China’s state-run Global Times lectured U.S. Secretary of Defense Jim Mattis to keep his mouth shut and ears open during his first official visit to China this week, riffing on Mattis’s own modest comment that he flew to Beijing for a “conversation.”
The Global Times hits China’s usual talking points: the Trump administration launched an unfair trade war against us, we have nothing but good intentions in the South China Sea, we are all about global peace and prosperity, and bitter old America is trying to kneecap our much-deserved rise to superpower status.
There is a passage where China — the nation that uses “sharp power” to intimidate foreign companies into obeying its speech codes no matter what their home constitutions say about free speech — whines about America’s superior ability to influence world opinion:
Both sides should learn to be good listeners. The US is adept at expressing itself and capable of making its voice loud enough to influence international public opinion. China lags far behind the US in this regard.
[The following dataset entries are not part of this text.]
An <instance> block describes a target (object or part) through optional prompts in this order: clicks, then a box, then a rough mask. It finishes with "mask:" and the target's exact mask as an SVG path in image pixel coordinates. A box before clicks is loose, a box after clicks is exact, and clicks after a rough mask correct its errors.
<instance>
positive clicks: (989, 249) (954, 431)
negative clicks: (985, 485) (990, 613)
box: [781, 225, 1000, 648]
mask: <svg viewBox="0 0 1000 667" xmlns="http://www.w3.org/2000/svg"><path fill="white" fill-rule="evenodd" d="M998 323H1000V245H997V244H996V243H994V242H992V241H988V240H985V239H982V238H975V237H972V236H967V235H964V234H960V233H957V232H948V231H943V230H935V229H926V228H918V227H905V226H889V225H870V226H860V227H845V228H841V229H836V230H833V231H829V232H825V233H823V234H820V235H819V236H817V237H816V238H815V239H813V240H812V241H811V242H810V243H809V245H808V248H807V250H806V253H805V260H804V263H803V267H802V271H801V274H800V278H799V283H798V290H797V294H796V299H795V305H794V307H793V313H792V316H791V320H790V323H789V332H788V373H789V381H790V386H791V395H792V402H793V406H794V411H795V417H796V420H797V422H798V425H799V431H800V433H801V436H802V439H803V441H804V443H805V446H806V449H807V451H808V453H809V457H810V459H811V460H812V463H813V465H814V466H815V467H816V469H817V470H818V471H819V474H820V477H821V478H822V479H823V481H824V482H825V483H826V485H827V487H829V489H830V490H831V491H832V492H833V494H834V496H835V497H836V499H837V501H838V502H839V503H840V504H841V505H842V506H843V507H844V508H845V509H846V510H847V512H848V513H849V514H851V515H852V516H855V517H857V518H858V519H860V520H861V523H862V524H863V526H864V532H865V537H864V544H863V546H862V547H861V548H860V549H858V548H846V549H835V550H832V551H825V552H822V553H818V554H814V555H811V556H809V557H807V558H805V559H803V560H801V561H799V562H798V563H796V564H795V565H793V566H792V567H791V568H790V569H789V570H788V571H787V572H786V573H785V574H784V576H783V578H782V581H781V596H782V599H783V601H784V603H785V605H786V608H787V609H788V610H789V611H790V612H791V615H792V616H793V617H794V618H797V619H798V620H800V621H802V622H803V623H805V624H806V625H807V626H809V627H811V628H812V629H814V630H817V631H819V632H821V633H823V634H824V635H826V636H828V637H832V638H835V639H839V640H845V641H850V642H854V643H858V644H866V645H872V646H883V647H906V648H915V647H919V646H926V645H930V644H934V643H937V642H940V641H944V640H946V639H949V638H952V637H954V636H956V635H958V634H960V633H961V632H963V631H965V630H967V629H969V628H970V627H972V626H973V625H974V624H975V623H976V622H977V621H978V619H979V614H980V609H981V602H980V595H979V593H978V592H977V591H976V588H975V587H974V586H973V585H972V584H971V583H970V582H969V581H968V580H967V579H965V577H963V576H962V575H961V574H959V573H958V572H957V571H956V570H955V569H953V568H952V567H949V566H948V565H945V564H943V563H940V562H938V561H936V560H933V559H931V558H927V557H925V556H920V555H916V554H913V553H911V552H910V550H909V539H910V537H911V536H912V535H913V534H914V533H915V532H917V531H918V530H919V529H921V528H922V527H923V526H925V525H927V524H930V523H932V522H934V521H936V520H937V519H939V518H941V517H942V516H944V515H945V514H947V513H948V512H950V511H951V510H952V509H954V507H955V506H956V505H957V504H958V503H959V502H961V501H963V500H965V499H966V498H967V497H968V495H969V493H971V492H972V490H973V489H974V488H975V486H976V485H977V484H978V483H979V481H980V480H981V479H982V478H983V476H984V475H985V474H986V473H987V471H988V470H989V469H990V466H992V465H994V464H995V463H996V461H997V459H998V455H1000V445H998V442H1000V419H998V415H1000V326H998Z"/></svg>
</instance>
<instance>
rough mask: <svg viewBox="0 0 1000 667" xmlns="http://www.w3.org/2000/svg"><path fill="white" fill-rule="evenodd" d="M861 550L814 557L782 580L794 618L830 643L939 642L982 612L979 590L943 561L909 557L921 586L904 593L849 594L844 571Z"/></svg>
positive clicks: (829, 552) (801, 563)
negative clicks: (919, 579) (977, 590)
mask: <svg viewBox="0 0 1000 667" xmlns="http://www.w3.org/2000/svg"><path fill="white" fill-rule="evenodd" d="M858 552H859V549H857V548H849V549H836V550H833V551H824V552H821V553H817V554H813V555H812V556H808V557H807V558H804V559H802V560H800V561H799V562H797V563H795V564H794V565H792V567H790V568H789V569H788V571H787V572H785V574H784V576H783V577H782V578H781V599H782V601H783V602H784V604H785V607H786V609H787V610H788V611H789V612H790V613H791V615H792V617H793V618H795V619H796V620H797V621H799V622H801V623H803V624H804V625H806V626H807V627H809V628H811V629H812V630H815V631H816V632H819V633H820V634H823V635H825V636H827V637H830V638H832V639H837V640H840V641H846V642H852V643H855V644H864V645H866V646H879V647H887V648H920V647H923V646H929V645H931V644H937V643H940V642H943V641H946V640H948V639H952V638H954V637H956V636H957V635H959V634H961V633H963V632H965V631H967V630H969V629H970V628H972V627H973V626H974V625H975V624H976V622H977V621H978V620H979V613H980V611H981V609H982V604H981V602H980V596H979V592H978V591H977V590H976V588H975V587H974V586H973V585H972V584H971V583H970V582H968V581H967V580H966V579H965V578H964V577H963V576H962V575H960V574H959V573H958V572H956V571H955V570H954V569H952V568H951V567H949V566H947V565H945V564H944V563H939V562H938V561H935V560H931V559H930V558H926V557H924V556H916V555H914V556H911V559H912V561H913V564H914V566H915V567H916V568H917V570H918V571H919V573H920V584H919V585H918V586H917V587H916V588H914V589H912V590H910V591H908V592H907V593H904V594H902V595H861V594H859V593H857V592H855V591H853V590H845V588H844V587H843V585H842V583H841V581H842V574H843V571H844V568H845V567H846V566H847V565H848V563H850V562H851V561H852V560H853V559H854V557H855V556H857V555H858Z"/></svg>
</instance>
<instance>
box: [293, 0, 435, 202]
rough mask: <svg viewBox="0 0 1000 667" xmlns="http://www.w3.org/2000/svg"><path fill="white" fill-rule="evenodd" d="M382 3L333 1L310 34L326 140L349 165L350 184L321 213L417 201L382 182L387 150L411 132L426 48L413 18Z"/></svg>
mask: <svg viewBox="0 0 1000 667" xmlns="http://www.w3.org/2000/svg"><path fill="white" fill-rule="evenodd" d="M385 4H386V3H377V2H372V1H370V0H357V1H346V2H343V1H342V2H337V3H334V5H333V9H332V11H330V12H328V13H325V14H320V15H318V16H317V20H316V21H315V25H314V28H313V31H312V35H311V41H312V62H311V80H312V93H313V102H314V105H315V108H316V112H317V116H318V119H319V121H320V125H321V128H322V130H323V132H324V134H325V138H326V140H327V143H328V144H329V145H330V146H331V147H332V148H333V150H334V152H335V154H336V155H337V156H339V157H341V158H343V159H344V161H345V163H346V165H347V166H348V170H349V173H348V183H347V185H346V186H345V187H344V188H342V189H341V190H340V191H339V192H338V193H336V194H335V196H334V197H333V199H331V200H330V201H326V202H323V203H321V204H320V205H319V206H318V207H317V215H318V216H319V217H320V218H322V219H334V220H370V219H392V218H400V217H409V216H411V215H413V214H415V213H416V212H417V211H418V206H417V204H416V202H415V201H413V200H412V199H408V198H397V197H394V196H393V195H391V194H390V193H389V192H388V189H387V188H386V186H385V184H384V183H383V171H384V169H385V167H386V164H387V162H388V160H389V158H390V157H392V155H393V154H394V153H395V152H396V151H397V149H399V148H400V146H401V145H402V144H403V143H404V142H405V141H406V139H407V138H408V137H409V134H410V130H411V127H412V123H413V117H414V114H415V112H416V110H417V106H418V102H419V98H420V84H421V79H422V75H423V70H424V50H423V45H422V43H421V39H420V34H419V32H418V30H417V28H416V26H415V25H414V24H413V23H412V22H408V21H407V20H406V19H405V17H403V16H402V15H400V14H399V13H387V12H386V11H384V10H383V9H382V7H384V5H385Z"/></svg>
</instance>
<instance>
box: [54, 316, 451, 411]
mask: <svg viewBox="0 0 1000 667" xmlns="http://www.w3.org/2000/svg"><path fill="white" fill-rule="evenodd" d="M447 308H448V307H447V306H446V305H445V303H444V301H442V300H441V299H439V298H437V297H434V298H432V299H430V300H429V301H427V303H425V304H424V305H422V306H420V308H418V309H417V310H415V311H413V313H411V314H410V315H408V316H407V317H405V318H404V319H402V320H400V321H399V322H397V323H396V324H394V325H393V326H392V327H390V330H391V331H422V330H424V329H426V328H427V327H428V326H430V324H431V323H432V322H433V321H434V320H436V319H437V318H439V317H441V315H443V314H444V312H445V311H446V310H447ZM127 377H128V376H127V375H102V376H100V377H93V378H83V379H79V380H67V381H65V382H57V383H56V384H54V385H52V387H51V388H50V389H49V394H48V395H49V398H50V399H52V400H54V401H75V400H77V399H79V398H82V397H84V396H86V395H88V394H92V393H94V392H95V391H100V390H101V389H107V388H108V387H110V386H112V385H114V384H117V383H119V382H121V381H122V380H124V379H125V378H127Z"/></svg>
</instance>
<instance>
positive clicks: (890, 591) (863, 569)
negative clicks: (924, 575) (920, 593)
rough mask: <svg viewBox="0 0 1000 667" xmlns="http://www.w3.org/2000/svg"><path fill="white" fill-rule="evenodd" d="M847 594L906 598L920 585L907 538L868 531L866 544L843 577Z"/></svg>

Thus, Washington should try to understand Beijing’s perspective by standing in Beijing’s shoes rather than turning the dialogue into a chance to intimidate China.
The key point of the Global Times’ lecture to Mattis is a demand for the defense secretary, and the rest of the Trump administration, to recognize Beijing’s boundless good intentions and stop warning smaller nations about Chinese militarization and debt imperialism:
The South China Sea is a gateway to China and an intersection of international naval passages. The US has been playing an active role in the region amid territorial disputes. This has posed comprehensive challenges to China. China’s construction on Nansha Islands is a decision made after taking into consideration the need to safeguard the country’s sovereignty and regional peace. China hasn’t recaptured any islands occupied by other countries, or deployed offensive operations in the region. Beijing has been exercising restraint in the face of provocation.
It is strategic discrimination against China for the US not to accept China’s construction works in the South China Sea. The US has hundreds of military bases all over the world, but is unwilling to see China’s enhanced military projection capability. This is hegemonic mentality and is not constructive in managing major-power relations.
If the US fails to understand China’s sense of insecurity, or misinterprets the necessity of the actions that China has taken to alleviate this sense of insecurity, tensions will be inevitable in Sino-US ties. We hope Mattis can take advantage of this visit to seek maximum common ground with China.
A spokesperson for the Defense Ministry told the Global Times Mattis would visit China from Tuesday to Thursday at the invitation of Defense Minister General Wei Fenghe. One item on the agenda is resuming construction of U.S.-China military hotlines that were put on hold after China was disinvited from the Rim of the Pacific (RIMPAC) exercise in May.
The second Global Times piece sent more signals to Mattis that he will not get anywhere by criticizing China’s militarization of the South China Sea, and, in fact, China regards such complaints as “provocative”:
“Mattis may also express US concerns on South China Sea issues and might ask China to reduce or slow island constructions in the region. But the South China Sea is China’s territory and the US must stop its provocations,” [Beijing-based military expert] Wang [Yunfei] remarked.
Mattis criticized China on South China Sea issues when he attended the Shangri-La dialogue held in Singapore on June 2, Reuters reported.
The Taiwan question may also be a key topic for Mattis, especially after the US Congress passed the “National Defense Authorization Act,” which authorized the US to conduct high-level personnel exchanges with Taiwan and to potentially send its warships to visit the island, Wang said.
Mattis was greeted with a floral bouquet when he landed in Beijing on Tuesday. The South China Post expect that contrary to Mattis’s polite offer of constructive conversations, he and his Chinese hosts are more likely to “clarify and reiterate their positions” instead of making major progress:
“I think the possible outcomes, if there are any, will be on a working level – such as plans to continue the exchanges,” according to Wu Xinbo, an American studies expert at Fudan University.
“I wouldn’t rule out Mattis being given some type of subtle demonstration of Chinese muscle, since goodwill gestures won’t be much help,” he said.
Fu Mengzi of the China Institutes of Contemporary International Relations said that despite all of China’s assertions concerning the South China Sea and its criticism of American freedom of navigation patrols there, Beijing’s more immediate concern is Taiwan:
“Recent pro-Taiwan bills [such as the National Defence Authorisation Act passed by the US Senate] authorised the military to cooperate with Taiwan in ways that could overturn the foundation of US-China relations,” Fu said. “Beijing will want to make this point very clearly to Mattis.”
The Pentagon is also reportedly considering sending warships through the Taiwan Strait and increasing arms sales to Taiwan because of Beijing’s stepped-up military activity around the self-ruled island – which Beijing sees as a renegade province subject to reunification, by force if necessary.